Shares of the iShares MSCI Thailand Capped Investable Market Index Fund (NYSE:THD) are off more than three percent Friday and are flirting with their lowest levels in about six weeks on fears the country's recently approved $68 billion infrastructure spending bill could violate the Thai constitution along with rumors Prime Minister Yingluck Shinawatra could be indicted.
Earlier this week, Thailand's cabinet approved the $68 billion infrastructure plan, previously hailed as a potential boon to THD because the ETF allocates about 40 percent of its combined weight to sectors that would benefit from improved infrastructure such as energy, telecommunications and utilities.
The infrastructure programs includes billions to be spent on railroads, something the Southeast Asian nation is in desperate need of. The country is an export-driven economy and is located at the heart of the ASEAN region, yet has less than 4,000 kilometers of single-track railway.
Combine that with sub-par roads, and Thai exporters face significant logistical challenges just to get their products out of the country.
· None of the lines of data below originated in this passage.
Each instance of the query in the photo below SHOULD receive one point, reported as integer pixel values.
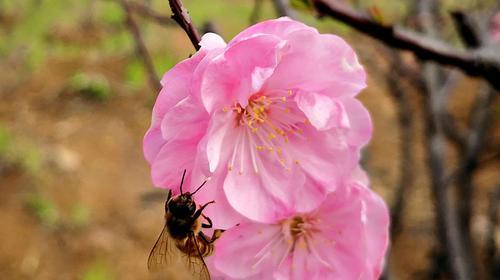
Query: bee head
(182, 205)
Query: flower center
(297, 227)
(265, 124)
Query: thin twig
(437, 94)
(181, 16)
(492, 257)
(140, 47)
(467, 29)
(283, 9)
(257, 9)
(481, 118)
(405, 119)
(147, 12)
(483, 64)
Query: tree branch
(467, 29)
(147, 12)
(140, 47)
(181, 16)
(483, 64)
(437, 94)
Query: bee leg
(169, 195)
(209, 225)
(216, 235)
(197, 214)
(168, 199)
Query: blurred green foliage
(98, 271)
(44, 209)
(92, 86)
(20, 153)
(79, 216)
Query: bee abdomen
(189, 246)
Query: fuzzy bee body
(182, 240)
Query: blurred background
(76, 92)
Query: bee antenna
(182, 181)
(199, 187)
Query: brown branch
(257, 9)
(140, 47)
(483, 64)
(405, 121)
(492, 258)
(148, 13)
(181, 16)
(467, 29)
(481, 118)
(450, 234)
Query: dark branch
(467, 29)
(140, 47)
(483, 64)
(147, 12)
(405, 119)
(492, 256)
(181, 16)
(257, 9)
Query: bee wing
(164, 252)
(194, 261)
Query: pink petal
(239, 251)
(255, 198)
(356, 220)
(361, 129)
(173, 156)
(186, 120)
(220, 134)
(324, 156)
(326, 64)
(281, 27)
(210, 41)
(376, 232)
(175, 88)
(240, 71)
(322, 111)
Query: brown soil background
(91, 155)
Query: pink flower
(495, 28)
(270, 117)
(345, 238)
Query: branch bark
(450, 234)
(147, 12)
(181, 16)
(478, 63)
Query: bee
(181, 239)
Now, the infrastructure plan could be in jeopardy, and Shinawatra's job could be on the line, but for different reasons. Just 18 months into her term as Thailand's first female prime minister, Shinawatra is under fire for issuing a passport to her brother, former Prime Minister Thaskin Shinawatra. He served as prime minister from 2001 to 2006 before being overthrown in a military coup.
Thaskin's regime was toppled on charges of graft and corruption and he has been in self-exile for more than six years since. It is believed that Thaskin still holds sway over the Red Shirts, an anti-establishment group whose protests with the Yellow Shirts weighed on THD in three years ago.
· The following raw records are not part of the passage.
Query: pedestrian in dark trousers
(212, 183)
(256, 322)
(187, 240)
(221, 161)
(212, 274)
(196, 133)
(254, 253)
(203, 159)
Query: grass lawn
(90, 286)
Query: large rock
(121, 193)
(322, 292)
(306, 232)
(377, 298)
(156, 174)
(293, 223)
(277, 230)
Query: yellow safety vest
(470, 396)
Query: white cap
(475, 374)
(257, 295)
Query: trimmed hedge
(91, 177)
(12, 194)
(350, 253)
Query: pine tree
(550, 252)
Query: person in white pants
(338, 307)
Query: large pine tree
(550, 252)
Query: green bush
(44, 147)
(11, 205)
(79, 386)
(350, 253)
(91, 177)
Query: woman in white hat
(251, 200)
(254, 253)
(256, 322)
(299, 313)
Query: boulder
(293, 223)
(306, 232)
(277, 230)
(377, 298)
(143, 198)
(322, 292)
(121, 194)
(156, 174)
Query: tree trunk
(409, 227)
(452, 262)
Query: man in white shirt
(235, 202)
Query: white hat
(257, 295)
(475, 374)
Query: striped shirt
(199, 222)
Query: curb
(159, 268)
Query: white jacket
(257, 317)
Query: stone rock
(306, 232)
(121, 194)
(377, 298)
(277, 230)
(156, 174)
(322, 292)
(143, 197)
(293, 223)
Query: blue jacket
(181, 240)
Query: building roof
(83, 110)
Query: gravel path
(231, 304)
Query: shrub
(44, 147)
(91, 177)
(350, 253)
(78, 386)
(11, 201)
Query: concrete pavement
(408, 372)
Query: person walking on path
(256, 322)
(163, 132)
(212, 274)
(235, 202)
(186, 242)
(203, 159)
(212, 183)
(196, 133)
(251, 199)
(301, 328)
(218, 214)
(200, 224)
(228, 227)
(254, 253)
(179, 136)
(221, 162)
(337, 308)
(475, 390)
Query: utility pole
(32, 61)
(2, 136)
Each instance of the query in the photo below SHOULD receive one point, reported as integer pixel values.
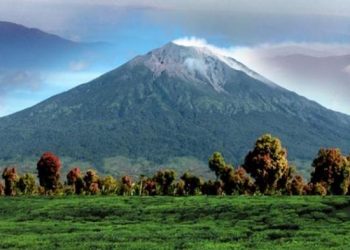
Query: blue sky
(251, 30)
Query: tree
(48, 168)
(192, 183)
(109, 185)
(180, 188)
(333, 170)
(75, 179)
(11, 178)
(26, 184)
(296, 185)
(150, 187)
(236, 181)
(267, 163)
(212, 188)
(165, 178)
(1, 189)
(127, 185)
(217, 163)
(91, 180)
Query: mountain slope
(174, 101)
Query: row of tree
(265, 171)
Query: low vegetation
(265, 171)
(164, 222)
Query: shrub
(48, 168)
(75, 180)
(332, 168)
(26, 184)
(11, 178)
(267, 164)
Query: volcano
(175, 101)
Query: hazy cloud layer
(318, 71)
(261, 34)
(11, 80)
(236, 21)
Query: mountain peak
(199, 65)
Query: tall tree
(267, 163)
(217, 163)
(48, 167)
(192, 183)
(91, 180)
(75, 179)
(26, 184)
(332, 169)
(10, 176)
(164, 179)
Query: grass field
(236, 222)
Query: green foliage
(48, 167)
(163, 222)
(109, 185)
(26, 184)
(91, 180)
(11, 178)
(267, 163)
(192, 184)
(217, 163)
(333, 170)
(164, 179)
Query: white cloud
(347, 69)
(314, 70)
(78, 65)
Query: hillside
(173, 102)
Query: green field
(235, 222)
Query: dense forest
(265, 171)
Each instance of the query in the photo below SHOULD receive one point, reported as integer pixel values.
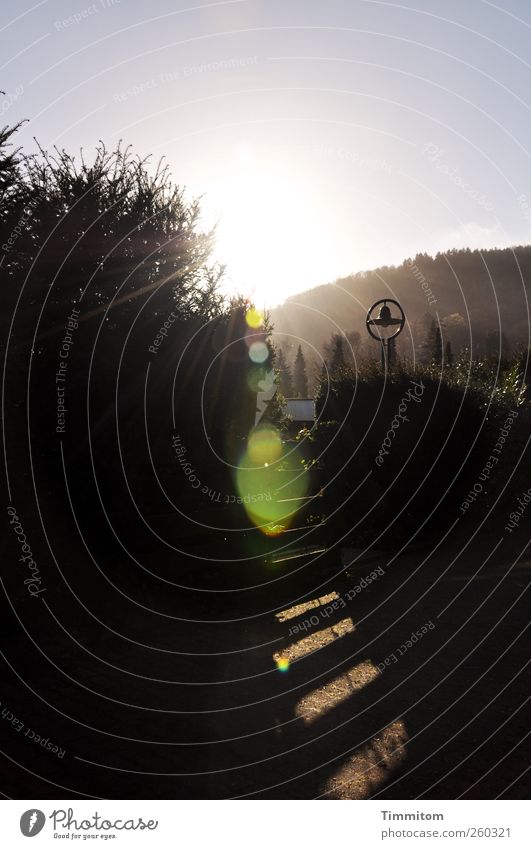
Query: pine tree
(285, 379)
(300, 378)
(437, 345)
(337, 363)
(449, 354)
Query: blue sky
(327, 136)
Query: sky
(324, 136)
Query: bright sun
(270, 234)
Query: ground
(150, 699)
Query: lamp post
(385, 320)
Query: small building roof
(300, 409)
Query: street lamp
(384, 321)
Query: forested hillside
(480, 298)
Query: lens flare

In other words, Thaskin Shinawatra can be considered a polarizing figure in Thailand, but unfortunately for his sister and THD shareholders, Thaskin is not his sister's only problem.
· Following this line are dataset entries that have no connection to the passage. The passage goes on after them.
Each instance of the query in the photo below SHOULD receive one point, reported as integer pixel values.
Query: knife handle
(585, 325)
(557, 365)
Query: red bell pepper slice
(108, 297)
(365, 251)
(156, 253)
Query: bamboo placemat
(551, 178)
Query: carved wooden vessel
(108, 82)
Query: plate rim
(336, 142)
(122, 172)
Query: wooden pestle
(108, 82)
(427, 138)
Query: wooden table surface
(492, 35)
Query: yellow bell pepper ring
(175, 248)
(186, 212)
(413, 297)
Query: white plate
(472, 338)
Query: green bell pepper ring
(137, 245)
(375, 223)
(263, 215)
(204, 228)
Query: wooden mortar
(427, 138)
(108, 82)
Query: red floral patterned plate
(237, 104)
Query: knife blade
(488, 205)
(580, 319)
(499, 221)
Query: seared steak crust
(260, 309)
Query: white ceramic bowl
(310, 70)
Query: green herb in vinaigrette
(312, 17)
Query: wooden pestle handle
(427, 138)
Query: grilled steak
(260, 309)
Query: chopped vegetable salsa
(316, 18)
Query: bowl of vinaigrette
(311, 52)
The current prime minister is also under fire because of discrepancies in paperwork she submitted to the National Anti-Corruption Commission upon becoming prime minister.
At issue is the fact that her husband, Anusorn Amornchat, amassed a position of over 4 million shares in a Thai company called Ad Index before his wife became an obvious candidate for prime minister.
The prime minister said she made a loan to the company in 2006, though records indicate no such loans appear on the company's books until 2007. Ad Index is not one of THD's 92 holdings.
The loss of Yingluck as prime minister could have near-term consequences for THD, assuming the worst-case scenario plays out. Thailand already has a history of political volatility and THD has shown a penchant for adversely reacting to that volatility.
Additionally, it is worth remembering that many market participants wanted Yingluck to emerge victorious in 2011 because she was viewed as the pro-business candidate. Investors have been rewarded as THD was trading in the low $50s 18 months ago. On March 18, the ETF traded above $93.
THD's Friday decline has taken the ETF below its 50-day moving average and the ETF could fall another six or seven percent before finding next support, indicating the fund is at an important fundamental and technical juncture.